Treating acne is a $3 billion industry in the United States alone. That may be why there's not enormous incentive to develop a vaccine. Like the rest of medicine, though, the approach to acne is now becoming more individualized -- taking into consideration differences in the way different people respond to the disease.

Some acne 101: You may already know that acne is linked to the bacterium Propionibacterium acnes, which nestles in the dark, oily, oxygen-deprived crannies of our pores. Acne is also linked to inflammation, overgrowth of the upper skin layer, excess sebum, and depression. Because the root of the problem has long seemed to be a bacterium, antibiotics have been the go-to treatment. Dermatologists are also working on developing something called "antimicrobial peptides" to kill the bacteria -- anticipating the day that the bacteria outgrow our current antibiotics, and they fail us. 

Still, as millions of people who have used antibiotics in failed attempts know, killing the bacteria doesn't work for everyone. A study earlier this year found that severity of acne does not necessarily correlate with the amount of P. acnes on the skin. It also turns out there are different strains of the bacterium, some of which may cause the more severe cases. It might be too early to say that there are distinct "good" and "bad" strains of the acne bacteria, but it does appear that killing all of them might not be the best plan.

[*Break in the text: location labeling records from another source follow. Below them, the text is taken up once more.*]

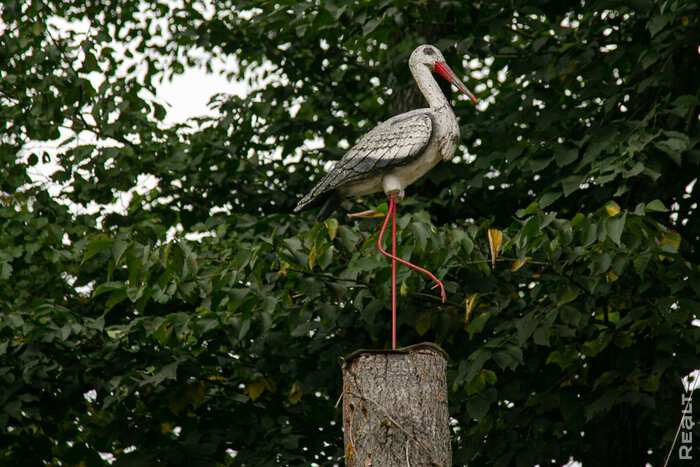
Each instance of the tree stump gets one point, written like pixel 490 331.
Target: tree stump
pixel 395 407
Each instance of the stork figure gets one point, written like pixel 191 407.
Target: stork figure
pixel 395 154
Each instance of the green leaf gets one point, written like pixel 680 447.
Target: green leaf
pixel 97 244
pixel 614 226
pixel 655 206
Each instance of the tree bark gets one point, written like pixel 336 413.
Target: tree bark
pixel 395 407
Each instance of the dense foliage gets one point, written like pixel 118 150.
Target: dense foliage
pixel 201 322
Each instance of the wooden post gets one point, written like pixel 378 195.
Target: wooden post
pixel 395 407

Dr. Jenny Kim, a dermatologist at UCLA, told me that while the "bacterium is involved, everyone has P. acnes on their skin. Whether it's a specific strains of P. acnes, or whether it's an individual's host immune response that's the problem, we're not certain. But recently, people have begun to think that modulating immune response is a better way forward in terms of treatment. The newer trend is to look at anti-inflammatory agents rather than only focusing on the antimicrobial."

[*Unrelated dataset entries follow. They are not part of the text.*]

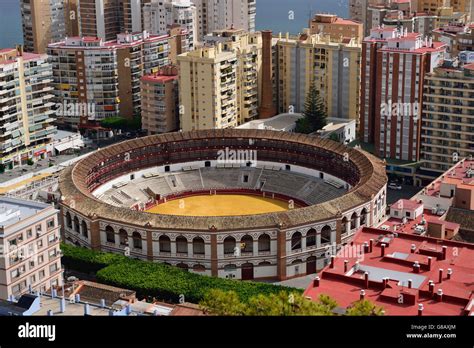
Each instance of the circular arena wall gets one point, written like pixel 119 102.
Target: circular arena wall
pixel 276 245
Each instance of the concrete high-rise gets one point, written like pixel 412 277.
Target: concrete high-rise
pixel 221 81
pixel 160 15
pixel 336 27
pixel 334 66
pixel 448 115
pixel 47 21
pixel 159 101
pixel 223 14
pixel 26 107
pixel 394 64
pixel 104 76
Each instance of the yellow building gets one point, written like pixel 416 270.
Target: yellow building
pixel 333 64
pixel 220 82
pixel 431 6
pixel 336 27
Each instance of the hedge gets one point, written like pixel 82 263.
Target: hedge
pixel 86 260
pixel 151 279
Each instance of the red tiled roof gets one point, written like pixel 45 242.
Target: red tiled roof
pixel 345 287
pixel 406 204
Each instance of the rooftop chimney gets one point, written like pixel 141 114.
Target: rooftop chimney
pixel 416 267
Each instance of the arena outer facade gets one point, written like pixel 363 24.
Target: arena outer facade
pixel 279 245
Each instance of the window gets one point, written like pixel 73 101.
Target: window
pixel 198 246
pixel 181 245
pixel 311 238
pixel 137 240
pixel 110 234
pixel 165 244
pixel 296 241
pixel 264 243
pixel 326 235
pixel 51 238
pixel 53 268
pixel 246 244
pixel 50 224
pixel 229 245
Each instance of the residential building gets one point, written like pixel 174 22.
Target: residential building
pixel 451 196
pixel 448 115
pixel 160 15
pixel 431 6
pixel 334 65
pixel 423 23
pixel 160 101
pixel 221 81
pixel 26 107
pixel 102 78
pixel 358 10
pixel 29 233
pixel 339 130
pixel 106 19
pixel 93 299
pixel 394 64
pixel 281 122
pixel 336 27
pixel 222 14
pixel 46 21
pixel 401 272
pixel 101 18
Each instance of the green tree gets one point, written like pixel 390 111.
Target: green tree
pixel 303 126
pixel 219 302
pixel 122 123
pixel 314 110
pixel 284 303
pixel 364 308
pixel 334 137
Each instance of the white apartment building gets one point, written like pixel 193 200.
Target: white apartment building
pixel 220 82
pixel 26 107
pixel 101 79
pixel 29 238
pixel 224 14
pixel 160 15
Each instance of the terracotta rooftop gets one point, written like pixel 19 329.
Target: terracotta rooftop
pixel 394 294
pixel 371 180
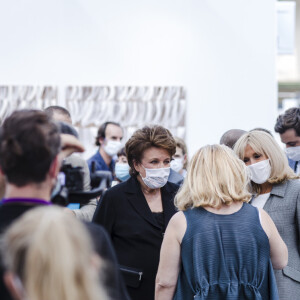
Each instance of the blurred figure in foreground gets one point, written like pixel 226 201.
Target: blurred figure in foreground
pixel 48 255
pixel 31 151
pixel 223 243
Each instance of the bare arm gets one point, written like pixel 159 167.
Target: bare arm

One such anti-inflammatory, isotretinoin (better known as Accutane), is a relative of vitamin A. It cleared up my own skin after nearly a decade of severe acne, amazingly. As Kim describes it, "People initially didn't understand how isotretinoin or retinoids worked, but we now know that they can modulate inflammation." Still the drug is not without its issues. It did work a miracle for me, but I also endured months of very dry skin, had to get a number of blood tests, and could not drink alcohol (while in college). Since Michigan's former Representative Bart Stupak's testified before the U.S. House of Representatives Energy and Commerce Committee in 2009 and blamed isotretinoin for the tragic suicide of his 17-year-old son, restrictions on prescribing the drug have become tight.

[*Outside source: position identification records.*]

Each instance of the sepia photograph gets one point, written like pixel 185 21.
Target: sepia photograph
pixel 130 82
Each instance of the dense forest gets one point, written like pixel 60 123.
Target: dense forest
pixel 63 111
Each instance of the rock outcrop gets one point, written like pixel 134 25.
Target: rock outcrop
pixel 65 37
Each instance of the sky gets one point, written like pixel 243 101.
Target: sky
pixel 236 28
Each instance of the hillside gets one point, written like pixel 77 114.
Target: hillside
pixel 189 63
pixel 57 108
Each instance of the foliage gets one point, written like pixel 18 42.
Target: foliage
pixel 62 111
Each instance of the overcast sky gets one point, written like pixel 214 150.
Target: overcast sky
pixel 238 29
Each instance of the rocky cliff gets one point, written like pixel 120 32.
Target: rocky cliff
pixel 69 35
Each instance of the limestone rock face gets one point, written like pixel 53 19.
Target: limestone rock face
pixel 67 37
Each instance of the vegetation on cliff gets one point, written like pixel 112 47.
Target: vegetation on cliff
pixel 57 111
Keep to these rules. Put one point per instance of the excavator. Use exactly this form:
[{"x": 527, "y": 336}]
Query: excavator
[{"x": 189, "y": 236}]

Studies have since failed to show causation between the drug and suicidal ideation, but current legislation makes it so that dermatologists will often lose money by having it in their practice. 

"It's concerning that that some dermatologists are afraid to use it, so patients go on too long without using it, leading to more life-long scarring," Kim said.

In addition to other retinoids, Kim's lab is seeing promising results with other substances that modulate the immune system, such as vitamin D.

Eighty percent of cases of severe acne can be traced through inheritance from one's parents. The role of diet remains disputed among dermatologists, but the most recent research suggests that different diets can influence the way genes that influence acne are expressed. Meanwhile, the idea of developing a vaccine for acne has been floating around for some time -- as a way to prime your body so that it doesn't react so strongly against the bacteria during the height of a breakout.

Still the fact that acne is a human-only disease makes studying it particularly difficult. We can't recreate it in mice to test vaccines and treatments, or put zits on fruit flies.